In practice, I think what’s most likely to work here is a strong editor (or editors). You need an editor who maintains a forum where they, and contributors, can report on their experiences with scholarly journals, to inform people who want to know about good and bad forums to publish, review, edit, and read work in. “Good” and “bad” can be measured on a number of axes: how credible their review process is, how long their turnaround time is, how accommodating they are to open access and other reader concerns, and how reasonable or predatory their pricing or contracts are. All of these concerns are of potential interest to the scholarly community.

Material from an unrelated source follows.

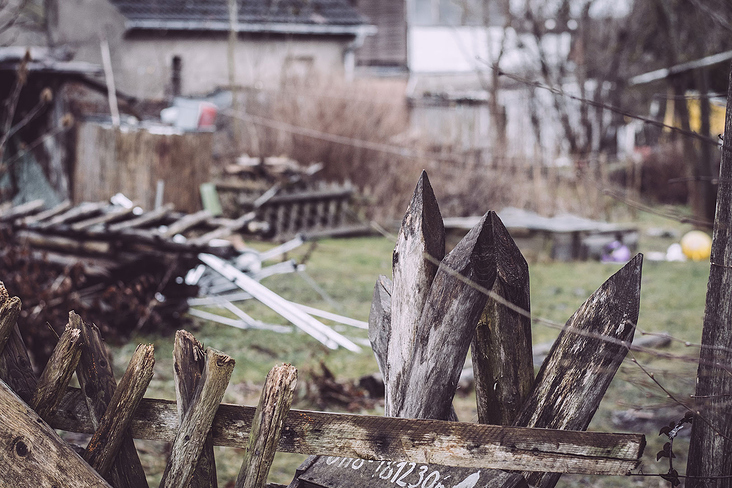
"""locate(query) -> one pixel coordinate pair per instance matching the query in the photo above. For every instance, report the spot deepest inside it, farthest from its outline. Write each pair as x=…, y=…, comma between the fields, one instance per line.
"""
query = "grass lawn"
x=672, y=301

You need an editor who has the time and the obsession to keep up the forum; an editor who has a good sense of forum moderation (and can decide, for instance, when to require attribution of a post to a known academic, and when anonymous posts should be allowed; and be able to detect and deal with trolls, defamers, shills, and sock-puppets). You need an editor well-enough connected into the world of scholarship to attract a critical mass of reviews and reports from scholars. And an editor whose sponsor, if any, will back them up when they get heat. (Because, as we’ve seen over the last couple of years, anyone who poses a serious and credible threat to questionable publishers’ business is likely to get lawsuit threats, and possibly actual lawsuits.)

The better-known publisher-watch projects that I know of seem to be based on the strong-editor model, including Writer Beware (two dedicated editors, backed by SFWA), and, yes, Scholarly Open Access (one dedicated editor, supported by his library). While I have problems with the judgment of the latter’s editor in some important respects, his tenacity at investigating and reporting on questionable publishers, day in and day out, has had a lot to do with the visibility and attention his work has gotten. If others want to advance a different view of abusive publishers (open access or not), they’re probably going to need to be willing and able to put in at least as much effort.

(I am not volunteering here. I already have my own editorial obsessions that take quite enough of my time, thank you very much; and there are other professionals much more qualified than I to collect and assess relevant information on journals and publishers.)

While this is a big task, I don’t think it’s beyond the grasp of an editor, or a small group of editors, cultivating a larger community of contributors. When it comes down to it, the scope of scholarly publishing is quite a bit smaller than the scope of Amazon or Yelp. A few thousand reports a year could cover the ground pretty well, and there are a number of forums online now moderated by one person or a small team than handle that scale well.

It’s by no means certain that the right people, with the right backing, will show up for this. But it’s seems to me a real possibility, especially if there are enough people and institutions that would find the results of value.

Who is willing to step up to this? The Loon cannot either; a major project struck her on the back of the head recently (it hurt), so her time is if anything oversubscribed for the next year or so.